It was an interesting call. The owner introduced himself and seemed to be apologetic, telling me that it was the first time he’d had a complaint. But the call was filled with interesting comments. He told me three or four times that I could feel better knowing that no one else had complained, and that he had ensured that the pork was of the right temperature. He told me he “had to report something back to corporate” so he wanted to call me. Sincerity was not at a premium in this apology. I told him that I appreciated his call, but also would appreciate a refund on my $11 meal so that I didn’t have to pay money to have a wretched night in a South Dakota Motel 6. He agreed, and took down my parent’s address to send the refund. I was nice to him the whole time and he thanked me for not being “hostile”.

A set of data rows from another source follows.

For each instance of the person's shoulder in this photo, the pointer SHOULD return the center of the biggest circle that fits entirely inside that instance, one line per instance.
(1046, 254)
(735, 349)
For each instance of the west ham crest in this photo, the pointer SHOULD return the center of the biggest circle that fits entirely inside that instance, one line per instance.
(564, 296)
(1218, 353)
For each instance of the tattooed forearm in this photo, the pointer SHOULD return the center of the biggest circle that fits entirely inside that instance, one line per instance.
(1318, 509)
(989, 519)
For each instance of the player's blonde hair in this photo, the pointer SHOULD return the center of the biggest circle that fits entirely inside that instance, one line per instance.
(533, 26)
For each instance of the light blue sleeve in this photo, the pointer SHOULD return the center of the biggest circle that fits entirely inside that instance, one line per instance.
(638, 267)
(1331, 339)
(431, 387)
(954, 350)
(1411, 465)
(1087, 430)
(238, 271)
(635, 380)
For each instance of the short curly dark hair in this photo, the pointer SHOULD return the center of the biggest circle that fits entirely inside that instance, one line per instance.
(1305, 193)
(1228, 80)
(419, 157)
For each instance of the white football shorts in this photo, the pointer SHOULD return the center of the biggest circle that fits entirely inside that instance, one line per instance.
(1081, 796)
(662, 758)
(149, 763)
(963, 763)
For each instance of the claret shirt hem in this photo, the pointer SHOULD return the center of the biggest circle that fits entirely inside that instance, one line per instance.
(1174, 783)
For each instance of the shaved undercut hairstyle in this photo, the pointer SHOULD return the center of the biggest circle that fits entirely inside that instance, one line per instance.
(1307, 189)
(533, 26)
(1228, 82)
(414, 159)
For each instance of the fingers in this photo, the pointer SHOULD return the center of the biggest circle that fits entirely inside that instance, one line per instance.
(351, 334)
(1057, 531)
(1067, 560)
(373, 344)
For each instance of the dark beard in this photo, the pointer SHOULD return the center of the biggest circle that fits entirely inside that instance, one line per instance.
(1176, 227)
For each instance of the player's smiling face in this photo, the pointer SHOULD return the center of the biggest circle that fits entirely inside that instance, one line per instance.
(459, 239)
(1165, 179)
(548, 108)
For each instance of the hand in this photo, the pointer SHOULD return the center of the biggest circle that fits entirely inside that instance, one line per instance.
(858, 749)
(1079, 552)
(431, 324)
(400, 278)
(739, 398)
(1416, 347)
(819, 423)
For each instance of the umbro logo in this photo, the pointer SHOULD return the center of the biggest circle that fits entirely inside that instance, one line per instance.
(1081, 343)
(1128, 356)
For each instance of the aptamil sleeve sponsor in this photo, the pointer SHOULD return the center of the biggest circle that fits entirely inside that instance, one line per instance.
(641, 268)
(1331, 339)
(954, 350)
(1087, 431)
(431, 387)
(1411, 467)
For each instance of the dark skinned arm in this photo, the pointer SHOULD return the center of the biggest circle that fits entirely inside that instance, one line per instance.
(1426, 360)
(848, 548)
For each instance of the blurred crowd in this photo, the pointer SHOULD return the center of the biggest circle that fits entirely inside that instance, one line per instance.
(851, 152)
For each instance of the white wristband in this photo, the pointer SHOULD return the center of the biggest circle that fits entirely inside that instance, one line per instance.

Fast forward about a week and a half. I get a voice mail from him asking me for my address since he lost it. By this time I have my new Ohio address, so I call back and provide his office with my address.
And I wait.
And I wait.
It’s now about a full month since I was promised my refund. I know it’s $11, but it’s the principle of it all now! :-D I got back on the Subway site and re-reported the Newcastle chain for deceiving me about a refund. The next morning I get another call from the owner, confusingly asking me what the problem is. This time I was a whole lot shorter with him, telling him the problem was that he told me I was getting a refund and that I never got the check. He said he asked for my address and I never called back, which was wrong. I told him as much. The sob stories came out now, with him going off about how bad the economy was in Newcastle and how he wished people would move out there. I don’t know what the point was of that. He reiterated that no one else had gotten sick. Now I’m really annoyed. He promised again to send the check. The good news? Finally, on 18 September, forty-one days later, I received the check:
Such great service! The food was delicious. My stomach feels satisfied. Such toasty goodness prepared by a friendly staff! I think Holly and I can be satisfied that this money went to the right place. Thanks Quizno’s!